Il grosso l’ha fatto a Gaza l’offensiva israeliana “Margine protettivo” con i suoi bombardamenti devastanti. Il resto le ruspe mandate dalle autorità militari a demolire strutture edilizie e infrastrutture “non autorizzate” nell’Area C, il 61% della Cisgiordania che resta sotto il pieno controllo dell’esercito israeliano 23 anni dopo la firma degli Accordi di Oslo. In cinque anni, dal 2011 al 2015, l’Unione europea ha perduto in questo modo circa 65 milioni di euro, 63 a Gaza e due in Cisgiordania. Erano soldi del contribuente europeo investiti in progetti a sostegno dell’economia, dell’istruzione, di infrastrutture e molto altro nei centri abitati palestinesi, piccoli e grandi, nell’Area C, oppure nella Striscia di Gaza. Perdite ingenti alle quali però non sono seguite proteste o condanne pubbliche da parte dell’Unione europea. Un atteggiamento diverso, almeno in parte, dal passato. L’Ue fece sentire la sua voce negli anni della seconda Intifada palestinese (cominciata nel 2000) quando la rioccupazione da parte di Israele delle città autonome della Cisgiordania, avvenuta nella primavera del 2002, fu accompagnata da non poche distruzioni di progetti finanziati dagli europei. Lo stesso l’Ue fece durante e dopo l’operazione militare israeliana “Piombo fuso” a Gaza (2008).
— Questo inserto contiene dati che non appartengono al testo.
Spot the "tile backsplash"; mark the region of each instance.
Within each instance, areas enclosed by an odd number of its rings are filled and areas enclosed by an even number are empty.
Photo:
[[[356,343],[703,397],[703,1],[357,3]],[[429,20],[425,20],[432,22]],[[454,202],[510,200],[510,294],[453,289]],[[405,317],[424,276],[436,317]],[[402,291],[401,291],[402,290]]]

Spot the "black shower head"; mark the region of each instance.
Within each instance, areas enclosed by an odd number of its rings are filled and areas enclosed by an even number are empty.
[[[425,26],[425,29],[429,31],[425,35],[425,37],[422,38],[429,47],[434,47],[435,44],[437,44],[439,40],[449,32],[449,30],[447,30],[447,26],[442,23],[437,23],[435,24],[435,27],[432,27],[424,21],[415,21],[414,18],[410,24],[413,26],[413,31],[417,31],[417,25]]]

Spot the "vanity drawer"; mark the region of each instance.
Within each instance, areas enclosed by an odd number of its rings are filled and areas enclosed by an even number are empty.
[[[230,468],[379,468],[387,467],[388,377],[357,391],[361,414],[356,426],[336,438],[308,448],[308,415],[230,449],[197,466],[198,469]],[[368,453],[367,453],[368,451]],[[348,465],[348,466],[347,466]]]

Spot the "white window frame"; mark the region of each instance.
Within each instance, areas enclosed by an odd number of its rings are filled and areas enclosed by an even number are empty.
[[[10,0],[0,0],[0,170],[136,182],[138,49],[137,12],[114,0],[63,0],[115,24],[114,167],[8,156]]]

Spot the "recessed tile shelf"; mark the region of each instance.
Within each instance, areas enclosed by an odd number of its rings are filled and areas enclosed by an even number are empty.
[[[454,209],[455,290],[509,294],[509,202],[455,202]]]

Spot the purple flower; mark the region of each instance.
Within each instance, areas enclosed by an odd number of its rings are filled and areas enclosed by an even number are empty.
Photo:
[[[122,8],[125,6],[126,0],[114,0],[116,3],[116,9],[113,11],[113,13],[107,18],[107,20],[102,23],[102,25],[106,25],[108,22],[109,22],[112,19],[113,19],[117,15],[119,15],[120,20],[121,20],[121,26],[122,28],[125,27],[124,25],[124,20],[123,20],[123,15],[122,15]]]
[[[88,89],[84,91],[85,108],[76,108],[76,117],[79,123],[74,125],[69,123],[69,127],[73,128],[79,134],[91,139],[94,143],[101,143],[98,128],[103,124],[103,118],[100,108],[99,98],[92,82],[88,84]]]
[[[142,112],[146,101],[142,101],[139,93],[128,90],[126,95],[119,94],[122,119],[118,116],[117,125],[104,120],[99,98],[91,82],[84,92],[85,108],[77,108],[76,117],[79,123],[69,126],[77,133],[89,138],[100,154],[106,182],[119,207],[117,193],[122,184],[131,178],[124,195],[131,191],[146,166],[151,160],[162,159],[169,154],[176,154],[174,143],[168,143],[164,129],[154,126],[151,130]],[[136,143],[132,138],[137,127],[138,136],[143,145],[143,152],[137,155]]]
Stavolta invece resta in silenzio.

A calcolare queste decine di milioni andate in fumo è stata l’Ong di Ginevra “Euro-Mediterranean Human Rights Monitor” che tra qualche giorno pubblicherà i dati completi in un rapporto che sarà consegnato all’Ue. Nei primi tre mesi del 2016, sottolinea l’Ong, il numero delle demolizioni in Cisgiordania è cresciuto di tre volte, passando da 50 strutture abbattute mensilmente nel triennio 2012-15 a 165 distrutte mediamente tra gennaio e marzo di quest’anno. 120 di queste strutture edilizie e altre infrastrutture costruite a vantaggio della popolazione civile palestinese erano state finanziate con fondi dell’Ue. 31 associazioni per i diritti umani nel 2015 hanno condannato la distruzione di tante proprietà palestinesi e di progetti sponsorizzati dalla cooperazione internazionale, non solo europea, dichiarati “illegali” dalle forze di occupazione israeliane.

Nell’ultimo anno Israele ha fatto la voce grossa con l’Europa, accusata di finanziare iniziative per i civili palestinesi – come la costruzione di stradine agricole, reti idriche locali per l’irrigazione e l’acqua potabile, strutture edilizie scolastiche o per l’allevamento e tanto altro – senza prima ricevere il via libera dell’Amministrazione Civile che per conto dell’esercito “governa” i palestinesi sotto occupazione nell’Area C. Le autorizzazioni però sono concesse con il contagocce. Il 98% dei permessi richiesti, secondo un calcolo fatto dai palestinesi, viene respinto perchè Israele pianifica l’annessione futura di ampie porzioni (di tutta chiede Casa ebraica) dell’Area C dove si trovano il 10% circa della popolazione palestinese della Cisgiordania e gran parte dei coloni ebrei residenti degli insediamenti costruiti in Cisgiordania in violazione della legge internazionale. A questo si aggiunge anche l’irritazione di Israele per la decisione presa dalla Commissione europea di richiedere una etichettatura diversa dal “Made in Israel” per le merci prodotte negli insediamenti colonici perchè si trovano nella Cisgiordania occupata.

I risultati dell’indagine dell’Ong “Euro-Mediterranean Human Rights Monitor”, sono stati anticipati da al Jazeera nel giorno in cui il ministro dell’agricoltura Uri Ariel, del partito nazionalista religioso Casa ebraica, è tornato ad insistere per l’annessione unilaterale a Israele, definitiva e ufficiale, della Area C preceduta, ha spiegato, dall’«allontanamento» delle «poche migliaia di arabi» che ci vivono (in realtà i palestinesi che vi risiedono sarebbero circa 300mila). Ariel non ha spiegato come verrebbero “rimossi” i palestinesi dalle loro terre e dalle loro case. Storicamente una parte della destra israeliana, o almeno quella più estrema, ha sempre visto nel “transfer”, ossia la deportazione di quote di popolazione palestinese, come una soluzione. Le idee di Ariel sono state bollate dall’Autorità nazionale palestinese come «istigazione» e «odio». «Non è la prima volta che esponenti israeliani indulgono ad una retorica senza senso, razzista e disumanizzante nei confronti dei palestinesi» ha commentato Jamal Dajani, direttore delle comunicazioni del primo ministro dell’Anp Rami Hamdallah.